Castrovilli e le voci di mercato: “Voglio fare bene con la Fiorentina”

Una delle poche note positive della complicata stagione vissuta dalla Fiorentina è stato, sena ombra di dubbio, Gaetano Castrovilli; il centrocampista, grazie alle sue ottime prestazioni, ha attirato l’attenzione di club molto importanti tra cui l’Inter. Il giocatore, in una lunga intervista rilasciata a The Athletic, ha parlato di mercato e non solo. Ecco le sue dichiarazioni: Le voci sui nerazzurri? “Mi concentro solo sul fare bene con la Fiorentina”. Il rapporto con la Fiorentina? “Già essere convocato per il ritiro estivo e potermi allenare con i migliori giocatori per me era un sogno. Poi tra Moena e la tournée negli Stati Uniti tutto è cambiato ed è successo qualcosa di inaspettato.

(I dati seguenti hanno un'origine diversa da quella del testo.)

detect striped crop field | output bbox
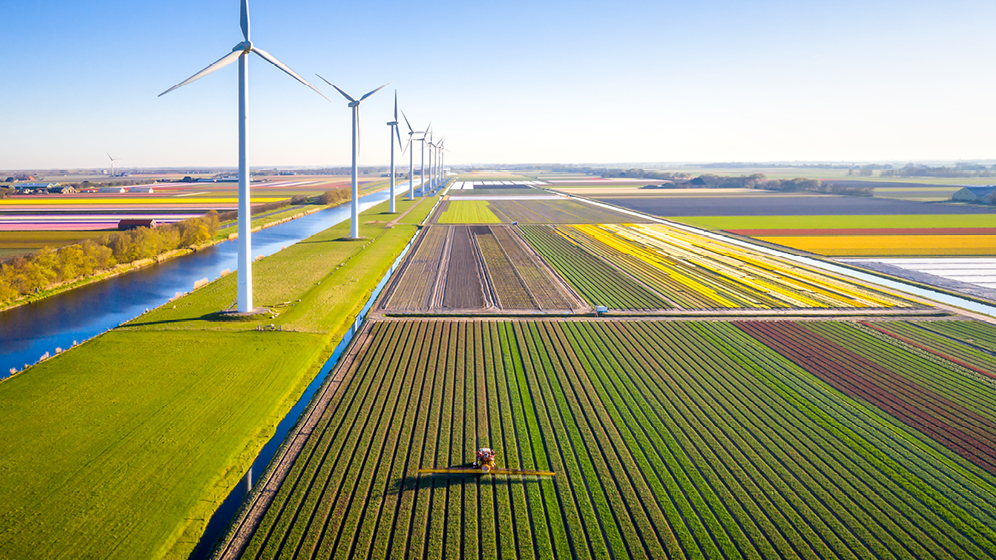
[435,197,641,224]
[242,319,996,560]
[757,234,996,257]
[437,200,501,224]
[381,225,590,314]
[521,224,911,310]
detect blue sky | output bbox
[0,0,996,169]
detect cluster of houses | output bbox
[951,185,996,205]
[10,183,155,194]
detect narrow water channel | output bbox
[0,182,416,379]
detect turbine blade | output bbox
[315,74,356,103]
[158,51,242,97]
[241,0,249,41]
[252,47,332,103]
[401,111,415,133]
[360,82,394,101]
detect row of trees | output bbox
[698,173,874,196]
[0,210,218,303]
[881,163,996,177]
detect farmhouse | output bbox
[14,183,59,193]
[118,218,159,231]
[951,185,996,202]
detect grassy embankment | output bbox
[0,194,434,558]
[437,200,501,224]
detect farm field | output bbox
[380,225,585,313]
[756,232,996,257]
[434,197,643,224]
[595,195,996,219]
[0,176,386,231]
[677,214,996,233]
[436,200,501,224]
[0,195,433,559]
[521,224,911,310]
[241,320,996,559]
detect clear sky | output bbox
[0,0,996,169]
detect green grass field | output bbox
[437,200,501,224]
[0,331,324,558]
[670,214,994,230]
[0,194,434,559]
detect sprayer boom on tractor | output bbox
[418,447,555,476]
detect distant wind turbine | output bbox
[401,111,432,200]
[159,0,331,313]
[104,152,123,177]
[387,90,405,214]
[316,74,394,239]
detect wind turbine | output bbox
[387,90,407,214]
[316,74,394,239]
[395,111,432,200]
[159,0,331,313]
[104,152,122,177]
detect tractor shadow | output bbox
[371,463,541,498]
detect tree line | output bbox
[0,210,218,302]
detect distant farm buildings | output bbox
[13,183,59,193]
[118,218,159,231]
[951,185,996,202]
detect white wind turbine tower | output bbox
[417,123,432,196]
[422,130,435,196]
[104,152,122,177]
[387,90,411,214]
[395,111,432,200]
[316,74,394,239]
[159,0,331,313]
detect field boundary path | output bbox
[212,321,373,560]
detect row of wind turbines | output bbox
[160,0,445,313]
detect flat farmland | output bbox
[755,230,996,257]
[434,198,642,224]
[596,195,996,219]
[0,176,386,231]
[520,224,912,310]
[235,320,996,560]
[678,214,996,233]
[380,225,586,313]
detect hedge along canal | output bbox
[190,228,420,560]
[0,183,408,379]
[568,195,996,317]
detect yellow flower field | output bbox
[757,235,996,257]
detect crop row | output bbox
[519,226,674,309]
[472,226,538,309]
[384,227,449,310]
[737,322,996,473]
[383,225,584,313]
[490,226,577,309]
[917,321,996,352]
[237,320,996,559]
[489,199,633,224]
[558,224,909,308]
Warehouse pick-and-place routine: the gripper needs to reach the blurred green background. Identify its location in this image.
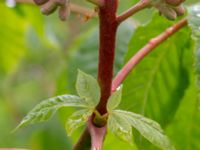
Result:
[0,0,200,150]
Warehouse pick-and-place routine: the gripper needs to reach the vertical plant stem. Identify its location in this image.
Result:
[97,0,118,114]
[74,0,118,150]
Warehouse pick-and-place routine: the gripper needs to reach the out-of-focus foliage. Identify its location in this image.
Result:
[0,0,200,150]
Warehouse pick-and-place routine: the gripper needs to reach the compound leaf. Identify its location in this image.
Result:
[65,109,92,135]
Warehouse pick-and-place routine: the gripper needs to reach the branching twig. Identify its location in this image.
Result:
[16,0,97,17]
[112,19,187,91]
[117,0,150,23]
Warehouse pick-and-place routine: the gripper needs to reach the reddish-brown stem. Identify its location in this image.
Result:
[97,0,118,114]
[87,0,104,7]
[112,19,187,91]
[74,0,118,150]
[16,0,97,18]
[117,0,150,24]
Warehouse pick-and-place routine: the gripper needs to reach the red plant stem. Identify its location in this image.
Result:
[117,0,150,24]
[97,0,118,114]
[112,19,187,91]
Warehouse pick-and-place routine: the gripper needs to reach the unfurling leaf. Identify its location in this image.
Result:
[58,5,70,21]
[108,112,133,144]
[107,87,122,112]
[65,109,92,135]
[76,70,100,107]
[151,0,185,20]
[113,110,174,150]
[15,95,88,130]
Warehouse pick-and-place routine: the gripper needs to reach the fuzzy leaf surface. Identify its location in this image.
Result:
[114,110,174,150]
[108,111,133,144]
[76,70,100,107]
[65,109,92,135]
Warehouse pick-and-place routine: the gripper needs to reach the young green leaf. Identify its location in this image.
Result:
[188,3,200,89]
[76,70,100,107]
[15,95,88,130]
[107,87,122,111]
[65,109,92,135]
[108,112,133,144]
[113,110,174,150]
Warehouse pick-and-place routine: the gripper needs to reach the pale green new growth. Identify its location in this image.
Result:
[65,109,93,135]
[15,95,88,130]
[15,70,100,135]
[113,110,174,150]
[107,85,174,150]
[188,3,200,90]
[76,70,100,107]
[107,87,122,112]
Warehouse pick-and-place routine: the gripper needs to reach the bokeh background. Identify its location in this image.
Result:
[0,0,200,150]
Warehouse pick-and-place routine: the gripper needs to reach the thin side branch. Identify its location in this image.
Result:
[16,0,97,18]
[117,0,150,24]
[87,0,104,7]
[112,18,188,91]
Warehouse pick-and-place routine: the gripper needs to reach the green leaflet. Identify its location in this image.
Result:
[188,3,200,90]
[113,110,174,150]
[15,95,88,130]
[76,70,100,107]
[65,109,93,135]
[107,87,122,112]
[108,112,133,144]
[120,15,192,126]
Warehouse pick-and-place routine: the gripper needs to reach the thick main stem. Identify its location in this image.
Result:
[74,0,118,150]
[97,0,118,114]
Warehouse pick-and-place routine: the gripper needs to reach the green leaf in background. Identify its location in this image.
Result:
[67,21,135,93]
[65,109,93,135]
[188,3,200,90]
[166,72,200,150]
[113,110,174,150]
[120,15,193,150]
[121,15,192,126]
[0,2,26,75]
[108,111,133,144]
[76,70,100,107]
[107,87,122,112]
[15,95,88,130]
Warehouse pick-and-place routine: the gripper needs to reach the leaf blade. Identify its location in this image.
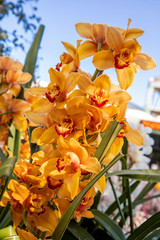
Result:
[92,209,126,240]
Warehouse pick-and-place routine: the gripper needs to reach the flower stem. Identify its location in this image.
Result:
[23,210,39,238]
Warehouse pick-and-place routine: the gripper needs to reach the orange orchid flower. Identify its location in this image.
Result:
[0,57,32,97]
[30,68,79,114]
[93,23,156,90]
[76,22,109,60]
[56,40,81,76]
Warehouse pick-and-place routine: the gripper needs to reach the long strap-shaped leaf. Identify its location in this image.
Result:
[127,212,160,240]
[94,120,123,162]
[105,181,140,215]
[106,169,160,182]
[92,209,126,240]
[51,153,122,240]
[68,223,94,240]
[0,157,17,201]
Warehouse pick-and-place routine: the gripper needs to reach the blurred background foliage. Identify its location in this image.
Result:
[0,0,41,56]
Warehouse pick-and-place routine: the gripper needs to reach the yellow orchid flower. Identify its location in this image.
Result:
[116,18,144,40]
[0,56,32,97]
[78,74,131,109]
[76,22,109,60]
[56,40,81,76]
[93,22,156,90]
[58,136,101,175]
[30,68,79,114]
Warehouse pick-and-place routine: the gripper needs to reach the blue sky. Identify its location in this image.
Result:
[3,0,160,107]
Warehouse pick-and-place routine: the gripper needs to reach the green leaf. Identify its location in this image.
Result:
[127,212,160,240]
[0,148,7,162]
[51,153,122,240]
[68,223,94,240]
[23,25,44,88]
[0,157,17,201]
[94,120,123,162]
[109,177,125,224]
[8,123,16,153]
[134,182,156,202]
[92,209,126,240]
[106,181,140,215]
[144,229,160,240]
[62,229,77,240]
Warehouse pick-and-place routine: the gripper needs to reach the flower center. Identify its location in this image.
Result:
[45,85,61,103]
[91,89,108,108]
[55,118,73,137]
[67,152,80,172]
[114,48,133,69]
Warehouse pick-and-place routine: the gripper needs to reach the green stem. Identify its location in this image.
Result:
[120,137,134,233]
[0,86,10,96]
[13,129,21,159]
[0,111,11,116]
[108,177,125,224]
[91,42,102,82]
[28,126,40,163]
[23,210,39,238]
[91,69,100,82]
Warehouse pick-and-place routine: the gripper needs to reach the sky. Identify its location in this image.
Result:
[3,0,160,108]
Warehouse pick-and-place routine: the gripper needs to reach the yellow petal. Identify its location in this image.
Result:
[29,87,47,97]
[75,22,93,40]
[133,53,156,70]
[12,113,27,131]
[17,73,32,83]
[31,127,45,143]
[116,67,134,90]
[64,171,80,199]
[93,24,107,44]
[8,179,30,204]
[37,125,58,145]
[62,42,76,58]
[65,73,80,93]
[93,50,114,70]
[25,111,47,126]
[31,98,54,114]
[9,84,21,97]
[78,41,97,60]
[78,74,95,95]
[107,27,123,52]
[10,98,30,113]
[94,74,111,91]
[125,128,144,146]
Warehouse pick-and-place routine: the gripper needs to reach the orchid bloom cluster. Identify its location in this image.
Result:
[0,19,155,239]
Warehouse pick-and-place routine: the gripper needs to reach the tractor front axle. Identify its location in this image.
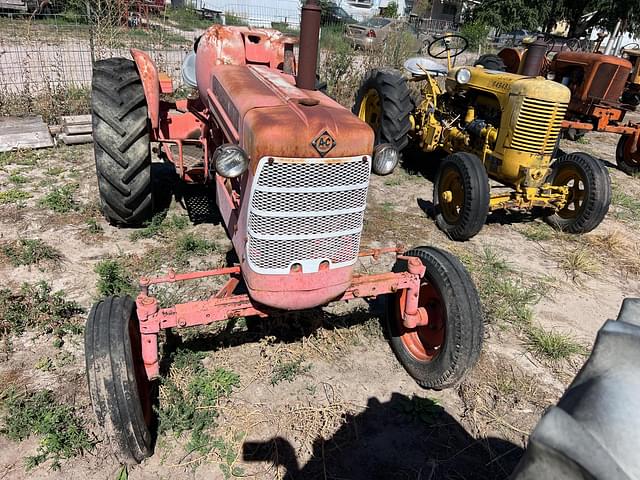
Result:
[136,248,429,379]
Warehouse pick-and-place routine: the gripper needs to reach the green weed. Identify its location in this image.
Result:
[0,188,32,205]
[131,212,189,241]
[527,327,586,361]
[0,238,62,267]
[271,358,311,385]
[85,218,104,235]
[2,389,95,470]
[0,281,85,342]
[9,173,29,185]
[398,395,443,425]
[38,183,79,213]
[94,258,138,297]
[158,350,240,455]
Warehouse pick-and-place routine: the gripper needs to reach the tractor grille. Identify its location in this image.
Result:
[511,98,567,155]
[247,156,371,274]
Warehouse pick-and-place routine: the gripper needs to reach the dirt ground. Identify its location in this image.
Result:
[0,105,640,479]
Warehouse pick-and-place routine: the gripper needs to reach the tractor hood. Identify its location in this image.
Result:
[201,65,374,164]
[446,67,571,103]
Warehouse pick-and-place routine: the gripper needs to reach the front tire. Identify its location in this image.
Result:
[84,297,154,464]
[352,69,413,152]
[616,135,640,175]
[545,152,611,233]
[386,247,484,389]
[433,152,490,241]
[91,58,153,226]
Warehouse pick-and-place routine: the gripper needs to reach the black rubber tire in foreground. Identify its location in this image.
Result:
[433,152,490,241]
[473,53,507,72]
[84,297,154,464]
[352,69,413,151]
[386,247,484,390]
[545,152,611,233]
[616,135,640,175]
[91,58,153,226]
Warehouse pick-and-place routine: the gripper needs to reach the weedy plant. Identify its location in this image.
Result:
[158,350,240,457]
[1,389,95,470]
[38,183,79,213]
[527,327,587,361]
[95,258,138,297]
[271,358,311,385]
[0,282,85,342]
[0,238,62,267]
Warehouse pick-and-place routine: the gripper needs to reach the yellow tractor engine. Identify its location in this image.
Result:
[353,36,611,240]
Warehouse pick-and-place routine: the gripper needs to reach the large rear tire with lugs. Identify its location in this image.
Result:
[353,69,413,151]
[91,58,153,226]
[545,152,611,234]
[84,297,155,464]
[386,247,484,390]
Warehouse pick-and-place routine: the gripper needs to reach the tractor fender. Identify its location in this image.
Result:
[131,48,160,129]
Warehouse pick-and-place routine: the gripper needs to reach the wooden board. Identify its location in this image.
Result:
[60,115,91,126]
[0,115,53,152]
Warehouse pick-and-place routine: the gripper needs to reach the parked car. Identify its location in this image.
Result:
[345,17,423,51]
[321,3,356,25]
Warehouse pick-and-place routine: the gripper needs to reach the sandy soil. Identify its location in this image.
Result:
[0,113,640,479]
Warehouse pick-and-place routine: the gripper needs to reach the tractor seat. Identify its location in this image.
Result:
[404,57,447,77]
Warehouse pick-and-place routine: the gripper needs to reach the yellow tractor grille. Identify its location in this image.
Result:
[511,98,567,155]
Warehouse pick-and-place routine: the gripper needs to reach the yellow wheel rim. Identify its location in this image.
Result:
[358,88,382,133]
[438,168,464,224]
[553,165,587,219]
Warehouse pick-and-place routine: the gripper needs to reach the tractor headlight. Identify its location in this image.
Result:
[371,143,400,175]
[456,68,471,85]
[213,143,249,178]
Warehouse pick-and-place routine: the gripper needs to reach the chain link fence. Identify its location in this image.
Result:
[0,2,450,120]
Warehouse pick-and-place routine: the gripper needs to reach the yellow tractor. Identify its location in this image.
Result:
[353,35,611,240]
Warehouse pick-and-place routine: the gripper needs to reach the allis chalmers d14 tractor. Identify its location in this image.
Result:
[476,39,640,175]
[85,2,483,462]
[353,35,611,240]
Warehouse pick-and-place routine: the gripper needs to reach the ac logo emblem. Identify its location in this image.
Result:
[311,130,336,157]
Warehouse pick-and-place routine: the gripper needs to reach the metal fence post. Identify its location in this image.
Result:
[86,0,96,68]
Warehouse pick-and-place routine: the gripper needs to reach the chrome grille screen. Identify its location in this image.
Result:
[247,156,371,274]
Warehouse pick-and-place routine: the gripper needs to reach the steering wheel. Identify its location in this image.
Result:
[427,34,469,59]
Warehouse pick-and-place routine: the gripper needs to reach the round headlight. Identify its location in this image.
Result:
[213,144,249,178]
[456,68,471,85]
[371,143,400,175]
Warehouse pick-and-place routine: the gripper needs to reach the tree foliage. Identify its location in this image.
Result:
[467,0,640,37]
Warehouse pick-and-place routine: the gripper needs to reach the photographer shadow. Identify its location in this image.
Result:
[243,393,523,480]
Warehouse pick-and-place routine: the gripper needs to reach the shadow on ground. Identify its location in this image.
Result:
[242,393,523,480]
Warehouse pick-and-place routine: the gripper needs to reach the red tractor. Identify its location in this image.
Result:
[476,39,640,174]
[85,0,483,463]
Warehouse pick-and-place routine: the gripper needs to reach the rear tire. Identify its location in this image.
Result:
[84,297,154,464]
[433,152,490,241]
[545,152,611,233]
[352,69,413,151]
[386,247,484,390]
[616,135,640,175]
[473,53,507,72]
[91,58,153,226]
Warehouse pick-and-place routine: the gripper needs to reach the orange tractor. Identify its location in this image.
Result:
[85,0,483,463]
[476,39,640,174]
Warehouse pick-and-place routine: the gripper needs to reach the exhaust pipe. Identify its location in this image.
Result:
[296,0,320,90]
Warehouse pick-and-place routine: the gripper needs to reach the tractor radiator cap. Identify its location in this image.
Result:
[182,52,198,88]
[404,57,447,77]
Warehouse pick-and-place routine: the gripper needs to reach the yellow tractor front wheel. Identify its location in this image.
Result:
[352,69,413,151]
[433,152,489,241]
[545,152,611,233]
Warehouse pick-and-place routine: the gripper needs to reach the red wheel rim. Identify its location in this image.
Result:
[622,135,640,168]
[396,283,446,362]
[129,313,154,426]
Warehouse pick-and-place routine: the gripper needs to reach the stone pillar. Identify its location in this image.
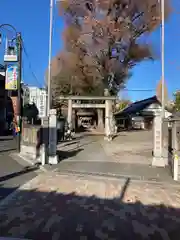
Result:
[48,109,58,164]
[152,112,167,167]
[67,99,72,129]
[97,109,104,130]
[105,100,112,141]
[40,117,49,165]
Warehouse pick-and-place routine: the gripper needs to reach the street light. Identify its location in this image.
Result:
[160,0,165,118]
[46,0,54,116]
[0,23,22,152]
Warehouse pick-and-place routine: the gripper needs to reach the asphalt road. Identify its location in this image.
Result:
[0,136,38,200]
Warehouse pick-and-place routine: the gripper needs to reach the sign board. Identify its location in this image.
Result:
[5,64,18,90]
[11,97,18,117]
[4,54,18,62]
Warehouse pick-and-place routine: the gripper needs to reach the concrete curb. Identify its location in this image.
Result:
[10,153,48,172]
[52,169,179,188]
[0,176,38,210]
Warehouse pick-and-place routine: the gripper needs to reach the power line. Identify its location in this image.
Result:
[120,88,156,92]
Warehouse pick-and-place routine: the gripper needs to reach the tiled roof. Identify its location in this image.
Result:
[115,96,159,116]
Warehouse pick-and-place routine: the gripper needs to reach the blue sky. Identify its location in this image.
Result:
[0,0,180,100]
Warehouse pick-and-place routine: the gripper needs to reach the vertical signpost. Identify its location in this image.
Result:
[5,64,18,90]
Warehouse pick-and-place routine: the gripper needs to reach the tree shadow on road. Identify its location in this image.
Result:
[0,177,180,240]
[57,148,84,162]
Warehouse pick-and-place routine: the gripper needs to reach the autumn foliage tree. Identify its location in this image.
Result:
[56,0,170,95]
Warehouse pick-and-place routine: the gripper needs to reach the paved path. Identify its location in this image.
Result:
[102,131,153,165]
[53,132,173,182]
[0,173,180,240]
[0,137,38,200]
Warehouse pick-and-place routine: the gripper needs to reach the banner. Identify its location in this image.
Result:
[5,64,18,90]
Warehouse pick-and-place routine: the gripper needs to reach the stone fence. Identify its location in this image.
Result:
[168,116,180,181]
[20,122,43,163]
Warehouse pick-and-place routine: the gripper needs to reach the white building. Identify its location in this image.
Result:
[29,87,46,118]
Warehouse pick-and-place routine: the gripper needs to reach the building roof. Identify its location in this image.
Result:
[115,96,160,116]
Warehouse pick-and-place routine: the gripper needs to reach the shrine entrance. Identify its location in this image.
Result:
[59,96,116,136]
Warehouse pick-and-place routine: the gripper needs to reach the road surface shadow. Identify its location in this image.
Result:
[0,179,180,240]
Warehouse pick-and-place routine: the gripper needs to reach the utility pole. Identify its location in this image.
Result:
[16,33,22,152]
[46,0,54,116]
[0,23,22,152]
[160,0,165,118]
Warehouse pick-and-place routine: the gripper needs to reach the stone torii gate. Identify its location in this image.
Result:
[59,96,116,137]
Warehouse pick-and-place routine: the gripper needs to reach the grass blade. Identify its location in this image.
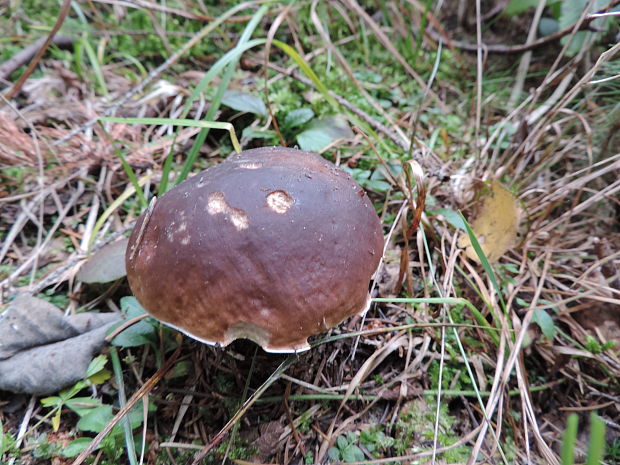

Montella ha avuto il coraggio di lanciarmi, e fino allo stop è stata una stagione da sogno. Riesco a fatica a descrivere la sensazione di passare dalla B alla A fino alla Nazionale. Ho fatto fatica a trattenere le lacrime. Ma comunque devo ancora lavorare per migliorare”. Gli idoli? “Il mio idolo da bambino era Ronaldinho. Oggi mi piace molto KevinDe Bruyne e provo a studiarlo. Mi piacciono anche Modric, Kroos, Isco ed Arthur”. La quarantena? “Durante la quarantena mi sono divertito ballando. Potrei anche iscrivermi di nuovo alla scuola di danza. Penso abbia influito positivamente sul mio modo di dribblare. L’allenamento è ovviamente fondamentale ma alcuni movimenti sono innati e probabilmente li ho imparati da bambino”. La Puglia? “Mi mancano soprattutto le orecchiette alle cime di rapa e le bombette di carne. In Puglia ci sono bellissime: dal mare incredibile ai parchi, a personaggi famosi e di successo come cantanti, ballerini e calciatori”.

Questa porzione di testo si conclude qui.